Finland's Immigrant Families Cost Taxpayers €1.34 Million Each
Finnish research links humanitarian immigration to lifetime fiscal costs exceeding €1 million per person, driving sweeping 2026 policy changes as the nation battles its worst birth rate in 150 years.
When a Somali immigrant arrives in Finland between the ages of 20 and 24, the lifetime bill handed to Finnish taxpayers — including costs attributed to his children — reaches €1.34 million. For Iraqi immigrants, that figure stands at €844,000. Behind every euro is a real person, and behind every policy shift is a government wrestling with what its treasury can sustain.
The mathematics have driven Finland's recent policy overhaul.
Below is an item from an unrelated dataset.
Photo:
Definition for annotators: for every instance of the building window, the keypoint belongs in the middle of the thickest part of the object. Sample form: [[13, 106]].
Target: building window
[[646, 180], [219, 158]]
Research by Suomen Perusta, a conservative think tank, found that Somali immigrants arriving in that age bracket generate a net lifetime cost of €951,000 to Finnish public finances — with the native Finnish population serving as the fiscal baseline for what a self-sufficient citizen looks like.
The findings draw on two studies by economist Samuli Salminen, published in 2015 and 2019. Part I analyzed realized fiscal effects using real data from 1995 to 2011; Part II used lifecycle modeling to project the full economic impact of asylum seekers and refugees over their expected lifespans. Both studies drew on official statistics from Finland's national database, FLEED, anchoring the conclusions in verifiable revenue and expenditure figures rather than projections alone.
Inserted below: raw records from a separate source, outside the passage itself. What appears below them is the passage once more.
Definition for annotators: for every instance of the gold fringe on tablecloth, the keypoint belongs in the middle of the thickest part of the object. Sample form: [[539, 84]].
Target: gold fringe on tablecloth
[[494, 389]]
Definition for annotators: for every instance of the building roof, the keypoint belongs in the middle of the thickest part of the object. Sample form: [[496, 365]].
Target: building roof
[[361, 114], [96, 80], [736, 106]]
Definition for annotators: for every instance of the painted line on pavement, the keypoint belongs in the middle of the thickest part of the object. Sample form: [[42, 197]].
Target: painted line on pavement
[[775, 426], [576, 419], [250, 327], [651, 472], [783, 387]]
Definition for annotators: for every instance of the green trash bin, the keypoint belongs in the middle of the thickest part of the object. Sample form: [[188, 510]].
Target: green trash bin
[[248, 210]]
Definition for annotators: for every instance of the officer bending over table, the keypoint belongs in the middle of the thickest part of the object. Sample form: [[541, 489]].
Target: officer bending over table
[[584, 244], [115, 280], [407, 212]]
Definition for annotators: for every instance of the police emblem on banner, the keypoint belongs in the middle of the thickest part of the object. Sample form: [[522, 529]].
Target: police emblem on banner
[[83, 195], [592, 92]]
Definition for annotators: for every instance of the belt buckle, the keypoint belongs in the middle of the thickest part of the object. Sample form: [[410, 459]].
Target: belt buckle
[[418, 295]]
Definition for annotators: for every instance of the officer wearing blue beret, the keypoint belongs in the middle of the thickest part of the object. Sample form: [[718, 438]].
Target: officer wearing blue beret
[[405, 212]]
The research has not gone unchallenged. Hannu Pikkola, professor of economics at the University of Vaasa, argued that "these numbers sound like what a person pays to society if they become incapacitated" — a methodological objection to how costs are framed. Yet even critics acknowledge the underlying data. Jere Päivinen of the Ministry of Social Affairs and Health wrote in 2017 that "the most negative public financial effects per capita are the result of humanitarian immigration and the most positive public financial effects come from employment-based migration."
That distinction has translated directly into law. Beginning Jan. 8, 2026, Finland extended the permanent residence permit requirement from five to six years. Residence permit fees rose €50 to €250 that same month. On Feb. 1, tighter social assistance rules took effect, requiring beneficiaries to seek primary benefits first and register as job-seekers before qualifying for support.
The early signals suggest the changes are biting. Asylum applications dropped 15 percent in 2025 compared with the previous year, according to the Finnish Immigration Service. The largest applicant groups remain Afghanistan, Iraq, and Somalia.
A competing study, published by Diak university in November 2025, reached opposite conclusions — finding that foreign-language speakers in Finland generated a net fiscal contribution of €225 million in 2023. Co-authors Pekka Myrskylä and Sakari Kainulainen attributed the surplus to higher employment rates among immigrants.
The definitions, though, differ substantially. The Diak study measures foreign-language speakers broadly, capturing long-term economic migrants and students — groups typically more economically active than asylum seekers. Suomen Perusta's analysis focuses specifically on refugees and asylum seekers from Somalia and Iraq. The two studies are measuring different populations and reaching different answers.
The divergence mirrors patterns across neighboring countries. A Dutch study by van de Beek et al. found asylum seekers from West Asia generate a lifetime net cost of €660,000 per person, while labor migrants from Western nations produce positive fiscal contributions. Danish Finance Ministry data shows immigrants from the Middle East and North Africa contribute approximately €20,000 less per person than natives, while Western immigrants approach parity.
"These studies confirm that non-Western immigration, particularly humanitarian migration, creates a net fiscal burden," said Jonatan Pallesen, who compared the Danish and Finnish findings. "Only immigrants and descendants from Western countries have positive net contributions."
Salminen's own conclusion is unsparing: "From the standpoint of Finnish public finances, this means that those immigrants whose expected value of life cycle effects discounted to present value is negative, that is, below zero euros, should not be allowed to immigrate to Finland." Matti Sarvimäki of the VATT Institute for Economic Research described Salminen's work as "the most precise estimate of the realised costs [of the refugee crisis] so far."
The burden does not lift with the next generation. The Suomen Perusta study found that 34 percent of second-generation Somalis and 24 percent of second-generation Iraqis face exclusion from the labor market at age 22, against just 4 percent of native Finns. Nearly half of second-generation Somalis and Iraqis receive income support, compared with 11 percent of natives — a fiscal drag that compounds across decades.
Finland's predicament sharpens that pressure. The country has recorded its lowest birth rate in 150 years, creating a demographic gap that demands population growth. The fiscal data points toward one corridor: employment-based migration generates contributions; humanitarian migration generates costs. For a small Nordic welfare state already straining under demographic decline, that gap is not academic — it falls on every taxpayer who funds the system, and on every future generation that inherits it.